Today, the U.S. Fish and Wildlife Service announced that, while yellow-billed loons are in danger of extinction and qualify for protection under the Endangered Species Act, they would be classified as a “warranted but precluded” species and be put on the Service’s “candidate list” for later action.  In other words, the Service decided there are other, higher priority species it needs to list first and the loon will just have to wait its turn.  The extensive use of “warranted but precluded” findings is one of the biggest problems with the Endangered Species Act.

There are currently 251 other “candidates” for listing, many of whom got on the candidate listing just like the loon did. On average, candidate species can wait for protection for decades and dozens have gone extinct while on the candidate list.  In fact, some have referred to the candidate list as “extinction’s waiting room.”  This is all the more ironic considering how much effort the Fish and Wildlife Service puts into making “warranted but precluded” findings.  Today’s decision on the yellow-billed loon runs 150 pages. 
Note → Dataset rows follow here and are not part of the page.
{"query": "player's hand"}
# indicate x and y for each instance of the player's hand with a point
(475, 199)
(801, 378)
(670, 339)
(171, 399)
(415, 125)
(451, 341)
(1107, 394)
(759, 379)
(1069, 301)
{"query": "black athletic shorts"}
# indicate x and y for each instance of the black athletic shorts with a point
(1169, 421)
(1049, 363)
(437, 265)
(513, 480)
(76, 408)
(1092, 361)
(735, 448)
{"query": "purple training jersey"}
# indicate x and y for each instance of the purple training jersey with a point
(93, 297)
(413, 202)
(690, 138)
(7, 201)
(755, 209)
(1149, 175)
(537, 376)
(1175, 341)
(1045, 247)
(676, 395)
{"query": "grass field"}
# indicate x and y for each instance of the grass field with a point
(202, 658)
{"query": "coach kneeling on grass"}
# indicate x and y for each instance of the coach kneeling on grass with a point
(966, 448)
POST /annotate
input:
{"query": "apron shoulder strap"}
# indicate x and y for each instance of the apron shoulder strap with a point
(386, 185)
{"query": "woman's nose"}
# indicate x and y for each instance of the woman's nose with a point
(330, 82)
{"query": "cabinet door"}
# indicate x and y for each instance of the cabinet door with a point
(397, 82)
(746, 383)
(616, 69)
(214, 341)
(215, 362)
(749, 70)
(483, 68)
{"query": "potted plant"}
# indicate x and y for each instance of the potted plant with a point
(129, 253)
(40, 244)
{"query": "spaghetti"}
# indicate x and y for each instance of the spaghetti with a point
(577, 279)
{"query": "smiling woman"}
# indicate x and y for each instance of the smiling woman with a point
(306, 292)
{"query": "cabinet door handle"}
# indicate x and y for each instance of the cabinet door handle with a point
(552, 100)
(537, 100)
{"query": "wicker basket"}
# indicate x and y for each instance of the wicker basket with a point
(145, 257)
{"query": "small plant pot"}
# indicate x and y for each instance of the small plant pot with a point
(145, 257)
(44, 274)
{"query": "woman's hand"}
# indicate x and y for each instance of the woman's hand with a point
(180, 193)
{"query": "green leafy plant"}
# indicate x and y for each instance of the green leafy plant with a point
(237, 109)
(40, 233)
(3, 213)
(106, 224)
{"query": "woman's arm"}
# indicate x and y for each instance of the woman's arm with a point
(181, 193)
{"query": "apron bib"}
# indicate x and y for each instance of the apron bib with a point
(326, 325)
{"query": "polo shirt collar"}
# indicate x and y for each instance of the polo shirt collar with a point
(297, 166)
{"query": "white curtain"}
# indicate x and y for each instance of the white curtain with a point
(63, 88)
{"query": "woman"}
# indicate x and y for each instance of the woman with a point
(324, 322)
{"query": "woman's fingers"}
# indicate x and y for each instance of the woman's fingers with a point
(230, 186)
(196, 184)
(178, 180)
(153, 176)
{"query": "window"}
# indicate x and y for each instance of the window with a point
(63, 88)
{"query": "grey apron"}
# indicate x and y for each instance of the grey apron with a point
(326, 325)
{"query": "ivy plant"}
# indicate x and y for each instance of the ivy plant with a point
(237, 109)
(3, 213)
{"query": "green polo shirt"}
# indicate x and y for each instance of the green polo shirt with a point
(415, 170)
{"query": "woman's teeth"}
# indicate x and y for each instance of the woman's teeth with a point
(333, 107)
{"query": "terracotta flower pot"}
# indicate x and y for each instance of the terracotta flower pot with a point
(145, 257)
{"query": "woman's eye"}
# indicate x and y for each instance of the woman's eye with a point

In another bit of irony, it was just last week that the Fish and Wildlife Service issued a report expressing concern over the decline of bird populations in the United States.  Announcing the report, Secretary of the Interior Ken Salazar said:

Just as they were when Rachel Carson published Silent Spring nearly 50 years ago, birds today are a bellwether of the health of land, water and ecosystems….From shorebirds in New England to warblers in Michigan to songbirds in Hawaii, we are seeing disturbing downward population trends that should set off environmental alarm bells. We must work together now to ensure we never hear the deafening silence in our forests, fields and backyards that Rachel Carson warned us about.

Yet today’s decision means that, for now at least, one species of bird will be not be getting the additional protection that the federal government says it deserves.